O comandante de Buchenwald Koch foi condenado, mas somente na acusação de corrupção, apesar de ter sido de fato executado em 1945, pouco antes do fim da guerra. O julgamento do chefe da Gestapo em Auschwitz entrou em recesso até a primavera e jamais foi concluído. A punição de Grabner teve que esperar até 1948, quando ele foi executado por um tribunal de crimes de guerra na Polônia.

Após a guerra, Morgen foi colocado sob custódia e interrogado extensamente pelo Corpo de Contrainteligência Americano (CIC). Ele testemunhou em numerosos julgamentos de crimes de Guerra – primeiro no julgamento de Nuremberg dos principais criminosos de Guerra realizado pelas forces aliadas em 1945-46, então em vários julgamentos menores no período do pós-guerra e, finalmente, após estabelecer-se como advogado em Frankfurt, na última onda de julgamentos que começaram nos anos 1960. Ele deu seu último testemunho em 1980, dois anos antes de sua morte.

Morgen uma vez descreveu-se como um fanático por justiça. Esta autodescrição é verdadeira de certo modo, mas este modo não é tão claro nem favorável como ele pensava. Morgen era, de fato, fanático em relação à justiça como ele a concebia, mas sua concepção de justiça nem sempre foi adequada para a sistemática desumanidade que o cercava. Como especialista em crimes de corrupção, ele tendia a focar na mente corrupta dos criminosos ou sua influência corrupta em sua organização, a SS. Apesar de chocado com a desumanidade, ele também ficou chocado pela impropriedade, assim como pelo efeito deletério tanto do Estado quanto de seus funcionários.

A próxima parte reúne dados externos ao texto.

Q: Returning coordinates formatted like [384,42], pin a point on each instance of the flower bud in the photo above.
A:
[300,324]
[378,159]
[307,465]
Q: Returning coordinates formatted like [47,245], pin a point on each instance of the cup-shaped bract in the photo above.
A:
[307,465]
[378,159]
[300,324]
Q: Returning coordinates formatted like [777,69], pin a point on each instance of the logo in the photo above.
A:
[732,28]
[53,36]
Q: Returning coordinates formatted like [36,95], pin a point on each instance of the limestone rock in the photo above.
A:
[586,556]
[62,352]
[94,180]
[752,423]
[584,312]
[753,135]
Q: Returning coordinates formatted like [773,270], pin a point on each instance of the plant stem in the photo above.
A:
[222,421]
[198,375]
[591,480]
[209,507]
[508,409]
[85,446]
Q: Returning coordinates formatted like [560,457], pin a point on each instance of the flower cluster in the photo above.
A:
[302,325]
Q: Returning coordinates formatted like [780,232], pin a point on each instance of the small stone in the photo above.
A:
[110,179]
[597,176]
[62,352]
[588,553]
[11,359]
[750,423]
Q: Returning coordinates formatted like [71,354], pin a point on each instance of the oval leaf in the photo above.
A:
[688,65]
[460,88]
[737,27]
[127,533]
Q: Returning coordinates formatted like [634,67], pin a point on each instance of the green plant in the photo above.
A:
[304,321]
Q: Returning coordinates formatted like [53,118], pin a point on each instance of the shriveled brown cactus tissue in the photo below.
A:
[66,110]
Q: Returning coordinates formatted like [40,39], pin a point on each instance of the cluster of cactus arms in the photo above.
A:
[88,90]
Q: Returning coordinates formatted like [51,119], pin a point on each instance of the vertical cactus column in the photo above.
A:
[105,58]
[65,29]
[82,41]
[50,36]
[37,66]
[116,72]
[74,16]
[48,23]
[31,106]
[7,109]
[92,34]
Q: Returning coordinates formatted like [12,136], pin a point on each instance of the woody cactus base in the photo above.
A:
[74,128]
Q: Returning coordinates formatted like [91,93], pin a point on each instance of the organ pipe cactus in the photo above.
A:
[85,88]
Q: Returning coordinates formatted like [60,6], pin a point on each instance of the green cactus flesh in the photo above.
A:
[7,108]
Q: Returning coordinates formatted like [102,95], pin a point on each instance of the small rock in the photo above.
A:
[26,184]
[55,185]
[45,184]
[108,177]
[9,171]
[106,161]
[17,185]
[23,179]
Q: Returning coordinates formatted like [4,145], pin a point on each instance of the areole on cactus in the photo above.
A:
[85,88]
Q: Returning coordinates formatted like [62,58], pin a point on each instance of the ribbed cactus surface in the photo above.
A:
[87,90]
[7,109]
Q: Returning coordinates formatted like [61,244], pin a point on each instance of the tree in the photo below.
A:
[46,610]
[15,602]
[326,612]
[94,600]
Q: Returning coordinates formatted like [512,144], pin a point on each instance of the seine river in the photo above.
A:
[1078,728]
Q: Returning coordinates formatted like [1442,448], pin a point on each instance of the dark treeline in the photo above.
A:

Assim, quando Morgen relatou o extermínio em massa aos seus superiores, seu “argumento mais enfático e crucial,” ele diz, “foi que membros da SS que participaram no gaseamento eram portanto tão corrompidos que eles provariam no futuro não ser mais úteis como soldados normais ou mesmo como cidadãos, e além disso a liderança do estado estava destruindo sua própria fundamentação moral com estes crimes monstruosos.”